Azithromycin and spiramycin induce anti-inflammatory response in human trophoblastic (BeWo) cells infected by Toxoplasma gondii but are able to control infection.

Toxoplasma gondii is an important pathogen which may cause fetal infection if primary infection. Our previous studies have used human choriocarcinoma trophoblastic cells (BeWo cell line) as experimental model of T. gondii infection involving placental microenvironment. This study aimed to examine the effects of azithromycin and spiramycin against T. gondii infection in BeWo cells. Cells were treated with different concentrations of the macrolide antibiotics and analyzed first for cell viability using thiazolyl blue tetrazole (MTT) assay. As cell viability was significantly decreased with drug concentrations higher than 400 μg/mL, the concentration range used in further experiments was from 50 to 400 μg/mL. The number of infected cells and intracellular replication of T. gondii decreased after treatment with each drug. The infection induced up-regulation of the macrophage migration inhibitory factor (MIF), which was also enhanced in infected cells after treatment with azithromycin, but not with spiramycin.
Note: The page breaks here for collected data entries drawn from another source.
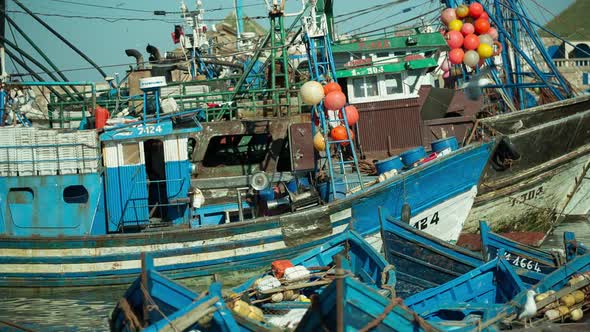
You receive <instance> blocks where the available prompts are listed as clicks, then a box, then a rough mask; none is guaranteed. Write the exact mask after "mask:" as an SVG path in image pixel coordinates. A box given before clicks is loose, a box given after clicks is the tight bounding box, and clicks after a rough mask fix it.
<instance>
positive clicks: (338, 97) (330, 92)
mask: <svg viewBox="0 0 590 332" xmlns="http://www.w3.org/2000/svg"><path fill="white" fill-rule="evenodd" d="M345 104H346V96H345V95H344V93H342V91H332V92H330V93H329V94H328V95H327V96H326V98H324V106H325V107H326V109H328V110H339V109H341V108H342V107H344V105H345Z"/></svg>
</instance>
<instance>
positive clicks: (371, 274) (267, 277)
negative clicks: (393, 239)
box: [232, 231, 396, 328]
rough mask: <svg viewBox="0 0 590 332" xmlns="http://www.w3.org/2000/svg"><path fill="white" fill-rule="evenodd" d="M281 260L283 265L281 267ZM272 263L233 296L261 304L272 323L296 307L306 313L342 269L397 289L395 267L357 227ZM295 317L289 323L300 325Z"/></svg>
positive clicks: (355, 276)
mask: <svg viewBox="0 0 590 332" xmlns="http://www.w3.org/2000/svg"><path fill="white" fill-rule="evenodd" d="M337 260H339V261H338V262H336V261H337ZM281 264H282V265H283V266H280V267H279V265H281ZM272 265H273V269H272V270H269V271H267V272H265V273H263V274H261V275H258V276H256V277H253V278H251V279H249V280H248V281H246V282H245V283H243V284H241V285H240V286H238V287H235V288H233V289H232V291H233V292H234V293H235V294H234V295H232V297H233V298H239V299H241V300H247V302H248V303H250V304H251V305H255V306H258V307H259V308H260V309H262V312H263V313H264V314H265V320H266V321H268V322H269V323H271V324H272V322H273V321H275V320H276V321H280V320H281V317H282V316H284V315H285V313H288V312H291V310H292V309H303V310H299V313H300V314H301V313H305V309H307V308H308V307H309V305H310V303H309V299H310V298H312V297H314V296H317V295H318V294H321V293H322V292H323V291H324V289H325V288H326V286H327V285H328V284H330V283H331V282H333V280H334V278H337V277H338V275H337V273H340V272H341V274H342V273H344V274H346V275H350V276H351V277H353V278H354V279H355V280H357V281H359V282H361V283H363V284H364V285H366V286H367V287H369V288H371V289H373V290H375V291H378V292H379V293H381V294H384V295H385V296H386V297H391V296H393V295H394V293H395V290H394V288H395V283H396V279H395V278H396V277H395V272H394V270H395V269H394V267H393V266H392V265H389V264H388V263H387V261H385V259H384V258H383V257H381V256H380V254H379V253H378V252H376V251H375V249H373V247H371V245H370V244H369V243H367V242H366V241H365V240H363V238H362V236H360V235H359V234H357V233H356V232H354V231H346V232H344V233H342V234H340V235H339V236H337V237H336V238H334V239H332V240H330V241H328V242H326V243H324V244H322V245H321V246H319V247H316V248H314V249H311V250H309V251H307V252H306V253H304V254H302V255H300V256H297V257H295V258H293V259H291V260H289V261H275V262H273V264H272ZM275 265H276V266H275ZM301 267H304V268H305V269H302V268H301ZM336 269H340V270H338V271H336ZM302 271H303V272H302ZM301 274H302V277H299V275H301ZM271 282H272V283H273V284H272V286H271V284H270V283H271ZM266 285H268V286H266ZM269 287H273V288H269ZM277 295H278V296H277ZM302 299H303V300H302ZM299 318H301V316H300V317H299ZM293 320H294V319H293V318H291V319H290V320H289V324H295V325H296V322H294V321H293ZM281 327H283V328H284V326H281Z"/></svg>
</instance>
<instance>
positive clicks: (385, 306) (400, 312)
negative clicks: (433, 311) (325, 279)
mask: <svg viewBox="0 0 590 332" xmlns="http://www.w3.org/2000/svg"><path fill="white" fill-rule="evenodd" d="M339 328H341V329H339ZM369 328H375V331H399V332H405V331H436V330H437V329H435V328H434V327H433V326H432V325H430V324H429V323H427V322H425V321H424V320H423V319H422V318H420V317H418V316H417V315H416V314H415V313H414V312H412V311H411V310H408V308H407V307H406V306H404V305H403V301H402V300H401V299H400V298H397V299H393V300H392V299H388V298H386V297H384V296H382V295H381V294H379V293H378V292H377V291H376V290H375V289H372V288H370V287H367V286H366V285H365V284H363V283H361V282H359V281H357V280H355V279H354V278H352V277H350V276H346V277H344V278H342V279H337V280H335V281H334V282H332V283H331V284H330V285H329V286H328V287H327V288H326V289H325V290H324V291H323V292H322V293H321V294H320V295H319V296H318V297H317V299H316V300H314V301H313V303H312V307H311V308H310V309H308V311H307V312H306V313H305V316H304V317H303V319H302V320H301V322H300V323H299V325H298V326H297V329H296V331H318V330H327V331H338V330H341V331H359V330H361V329H364V330H365V331H366V330H368V329H369Z"/></svg>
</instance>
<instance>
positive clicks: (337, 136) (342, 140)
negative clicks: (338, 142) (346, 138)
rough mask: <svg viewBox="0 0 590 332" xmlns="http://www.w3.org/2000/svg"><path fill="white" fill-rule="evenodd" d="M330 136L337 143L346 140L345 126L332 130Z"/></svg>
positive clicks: (336, 127)
mask: <svg viewBox="0 0 590 332" xmlns="http://www.w3.org/2000/svg"><path fill="white" fill-rule="evenodd" d="M330 136H332V139H333V140H335V141H343V140H345V139H346V137H347V135H346V128H345V127H344V126H337V127H334V128H333V129H332V131H331V132H330Z"/></svg>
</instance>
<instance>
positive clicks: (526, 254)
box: [479, 221, 563, 274]
mask: <svg viewBox="0 0 590 332" xmlns="http://www.w3.org/2000/svg"><path fill="white" fill-rule="evenodd" d="M479 229H480V232H481V247H482V252H483V257H484V259H485V260H486V261H490V260H492V259H494V258H496V257H497V256H498V252H499V250H504V258H505V259H506V260H507V261H508V262H509V263H510V264H512V265H514V266H517V267H520V268H523V269H527V270H529V271H533V272H536V273H542V274H549V273H551V272H553V271H555V269H557V268H558V267H559V266H560V265H561V264H562V263H563V261H562V258H561V257H560V256H559V255H558V254H557V253H556V254H551V253H549V252H546V251H543V250H539V249H537V248H533V247H531V246H527V245H524V244H521V243H518V242H515V241H512V240H510V239H507V238H505V237H502V236H500V235H497V234H494V233H493V232H492V231H491V230H490V228H489V227H488V225H487V224H486V222H485V221H480V222H479Z"/></svg>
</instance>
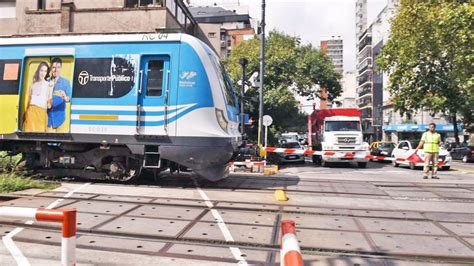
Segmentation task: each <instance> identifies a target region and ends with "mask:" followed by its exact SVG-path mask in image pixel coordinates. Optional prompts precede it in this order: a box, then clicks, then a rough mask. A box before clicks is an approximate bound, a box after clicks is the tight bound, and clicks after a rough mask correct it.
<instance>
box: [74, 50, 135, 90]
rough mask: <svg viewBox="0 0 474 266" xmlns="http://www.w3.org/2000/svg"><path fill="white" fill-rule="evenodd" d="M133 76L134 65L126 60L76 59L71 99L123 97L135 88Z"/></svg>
mask: <svg viewBox="0 0 474 266" xmlns="http://www.w3.org/2000/svg"><path fill="white" fill-rule="evenodd" d="M135 74H136V70H135V63H134V62H131V61H130V60H129V59H127V58H122V57H117V56H115V57H113V58H78V59H76V65H75V68H74V90H73V97H77V98H119V97H123V96H125V95H127V94H128V93H129V92H130V91H131V90H132V88H133V87H134V86H135V82H136V81H135V76H136V75H135Z"/></svg>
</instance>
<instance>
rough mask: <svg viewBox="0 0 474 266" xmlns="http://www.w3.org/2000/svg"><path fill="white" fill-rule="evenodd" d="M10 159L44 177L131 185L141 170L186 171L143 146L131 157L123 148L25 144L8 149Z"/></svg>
mask: <svg viewBox="0 0 474 266" xmlns="http://www.w3.org/2000/svg"><path fill="white" fill-rule="evenodd" d="M4 150H8V151H9V152H8V154H9V155H10V156H13V155H17V154H21V155H22V159H21V160H20V162H19V163H18V165H17V166H16V167H17V168H19V169H24V170H29V171H34V172H35V173H39V174H41V175H44V176H54V177H74V178H82V179H90V180H111V181H117V182H130V181H132V180H134V179H137V178H138V177H139V176H140V175H141V174H142V172H143V171H148V172H151V173H152V174H154V175H155V176H156V175H157V174H158V173H160V172H162V171H164V170H167V169H170V171H171V172H175V171H189V169H188V168H186V167H184V166H182V165H179V164H177V163H175V162H172V161H169V160H166V159H161V158H160V154H159V152H158V146H143V150H144V152H143V154H134V153H133V152H132V149H130V148H129V147H127V146H126V145H98V144H87V143H81V144H77V143H75V144H69V143H49V142H48V143H46V142H40V141H38V142H27V143H21V144H19V143H15V145H11V146H10V147H8V148H7V149H4Z"/></svg>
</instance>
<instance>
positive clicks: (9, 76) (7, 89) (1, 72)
mask: <svg viewBox="0 0 474 266" xmlns="http://www.w3.org/2000/svg"><path fill="white" fill-rule="evenodd" d="M20 65H21V60H0V95H6V94H18V89H19V85H20Z"/></svg>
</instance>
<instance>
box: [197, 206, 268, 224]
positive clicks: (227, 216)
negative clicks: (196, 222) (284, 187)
mask: <svg viewBox="0 0 474 266" xmlns="http://www.w3.org/2000/svg"><path fill="white" fill-rule="evenodd" d="M218 212H219V214H220V215H221V217H222V219H223V220H224V222H225V223H226V224H227V223H243V224H249V225H268V226H273V225H274V224H275V219H276V213H271V212H250V211H249V212H246V211H234V210H232V211H231V210H219V211H218ZM201 221H206V222H214V221H215V218H214V216H212V214H211V213H207V214H206V215H204V217H202V218H201Z"/></svg>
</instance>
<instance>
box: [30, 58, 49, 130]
mask: <svg viewBox="0 0 474 266" xmlns="http://www.w3.org/2000/svg"><path fill="white" fill-rule="evenodd" d="M48 73H49V66H48V63H46V62H41V63H40V64H39V65H38V68H37V69H36V72H35V75H34V76H33V84H32V85H31V88H30V91H29V93H30V94H29V101H28V105H27V107H26V111H25V116H24V123H23V131H26V132H46V128H47V125H48V112H47V110H48V109H49V108H51V99H52V92H53V86H52V83H51V82H49V81H47V78H48Z"/></svg>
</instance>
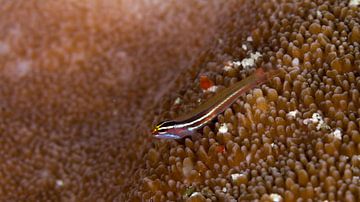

Analysis of the cytokine profile showed increase TNF-α, IL-10 and IL-4 production, but decreased IFN-γ levels, were detected in infected cells and treated with each drug. In conclusion, treatment of human trophoblastic BeWo cells with with azithromycin or spiramycin is able to control the infection and replication of T. gondii. In addition, treatment with these macrolides, especially with azityromycin induces an anti-inflammatory response and high MIF production, which can be important for the establishment and maintenance of a viable pregnancy during T. gondii infection.